The research, and I’m talking large-scale, double-blinded, nutritional studies, will most likely never be done. They are so costly. Who would do them? The government bodies such as NIH or NSF are not going to fund such work. The only way to approach this is by testimonials and this wonderful conduit we have called the world wide web. If more people post what they are doing and how it is working (or not) for them, the information is disseminated. All anyone has to do is try it. What do you have to lose? You could feel better and start regaining function, or not. I don’t believe you’ll be sorry.
It’s not as easy as you think. Sure changing your diet is JUST changing what you eat, but going paleo takes will power and strength, but there’s a wealth of information out there in Robb Wolf’s site or Cordain’s site and plenty of blogs: Robb’s , Cordain’s, and the top 25 paleo blogs at the time of this posting. It takes the commitment to actually cook your food. This takes time. Most people do not want to prioritize their time in this manner. They want to take the box of prepackaged food, pour it into boiling water or microwave it, wait a few minutes, and eat. Paleo is not the easy road. It takes planning. You need fresh things in your house at all times. (Yes, I have some frozen organic vegetables for emergencies, as well; ever attempt to go shopping immediately upon returning from an international trip?) I always have several different types of cooked meat and vegetables in the refrigerator for reheating. I use the crock pot a lot in order to conserve my energy. I buy meat on sale and freeze it so I may take it out to thaw for later. Robb Wolf has meal plans and shopping guides all laid out for you. It’s doable and within your reach. Dr. Loren Cordain also gives help on what to eat on the paleo diet
I admit it was much easier for me because of my many, many food allergies; additionally, I have some SERIOUS motivation in the form of two auto-immune diseases. Wow, do I want to eat that and go to the hospital or use an epi-pen—or NOT eat that.? Do I wish to wake up in excruciating pain, or do I wish to give paleo a serious try and see what happens? Quite the choice.
I cook the occasional Pamela’s gluten-free snack for my partner, and he is able to eat fruit, too. His diet is MUCH more varied than mine; he does not have auto-immune issues.
Speaking of easy, is what you’re doing now easy—taking meds that make you feel sick, struggling with energy constraints and pain? Maybe browsing for a nearby functional medicine person would help get you on a better path. Going paleo, in the meantime, would be a great start. If you are already having problems with your immune system, check out the special consideration in the paleo diet at either here or here on Robb Wolf’s site.

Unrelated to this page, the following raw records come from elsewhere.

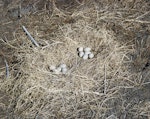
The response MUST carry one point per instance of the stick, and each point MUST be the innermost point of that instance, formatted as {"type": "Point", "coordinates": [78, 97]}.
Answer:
{"type": "Point", "coordinates": [31, 38]}
{"type": "Point", "coordinates": [7, 69]}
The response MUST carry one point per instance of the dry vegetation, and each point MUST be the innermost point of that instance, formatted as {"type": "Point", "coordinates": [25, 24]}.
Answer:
{"type": "Point", "coordinates": [115, 84]}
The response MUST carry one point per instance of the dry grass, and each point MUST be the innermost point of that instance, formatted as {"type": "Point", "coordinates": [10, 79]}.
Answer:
{"type": "Point", "coordinates": [109, 86]}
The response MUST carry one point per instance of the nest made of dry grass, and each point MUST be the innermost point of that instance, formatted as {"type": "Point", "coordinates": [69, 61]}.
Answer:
{"type": "Point", "coordinates": [91, 88]}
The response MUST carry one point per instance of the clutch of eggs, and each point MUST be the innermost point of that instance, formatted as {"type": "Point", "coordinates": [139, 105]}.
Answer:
{"type": "Point", "coordinates": [62, 68]}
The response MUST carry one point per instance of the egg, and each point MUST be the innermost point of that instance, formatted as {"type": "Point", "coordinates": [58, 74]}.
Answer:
{"type": "Point", "coordinates": [87, 49]}
{"type": "Point", "coordinates": [85, 56]}
{"type": "Point", "coordinates": [56, 71]}
{"type": "Point", "coordinates": [52, 68]}
{"type": "Point", "coordinates": [81, 54]}
{"type": "Point", "coordinates": [91, 55]}
{"type": "Point", "coordinates": [64, 70]}
{"type": "Point", "coordinates": [87, 53]}
{"type": "Point", "coordinates": [59, 69]}
{"type": "Point", "coordinates": [80, 49]}
{"type": "Point", "coordinates": [63, 66]}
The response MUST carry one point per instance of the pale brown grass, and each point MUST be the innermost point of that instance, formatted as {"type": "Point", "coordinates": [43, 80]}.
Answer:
{"type": "Point", "coordinates": [94, 88]}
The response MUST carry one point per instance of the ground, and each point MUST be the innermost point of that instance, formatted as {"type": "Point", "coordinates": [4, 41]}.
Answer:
{"type": "Point", "coordinates": [115, 84]}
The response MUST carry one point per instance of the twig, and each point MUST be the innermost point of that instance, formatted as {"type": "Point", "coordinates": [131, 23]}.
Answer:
{"type": "Point", "coordinates": [105, 81]}
{"type": "Point", "coordinates": [7, 69]}
{"type": "Point", "coordinates": [31, 38]}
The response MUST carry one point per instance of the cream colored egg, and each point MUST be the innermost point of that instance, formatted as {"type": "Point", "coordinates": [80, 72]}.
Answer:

I’m bolstering myself for receiving THE LOOK again soon—from my new neurologist (my previous one stopped practicing in this area). I need to tell her that I’m no longer injecting with Betaseron, and I’m regaining functionality. When I first discussed the cessation of my Betaseron injections with my functional medicine MD, I told her that I didn’t wish to immediately have the discussion with my neurologist because of THE LOOK. You see, my functional medicine MD has had her own share of tragic health experiences. This is what steered her toward her current vocation. She well understands THE LOOK and concurred that I could indeed wait a bit. I’d have more evidence to strengthen my case by then she said. Did she know I’d be walking without my WalkAide by then? She did say she had seen some quite miraculous things in functional medicine.
PS I’m keeping positive thoughts that my new neurologist will listen with an open mind, and do her own research.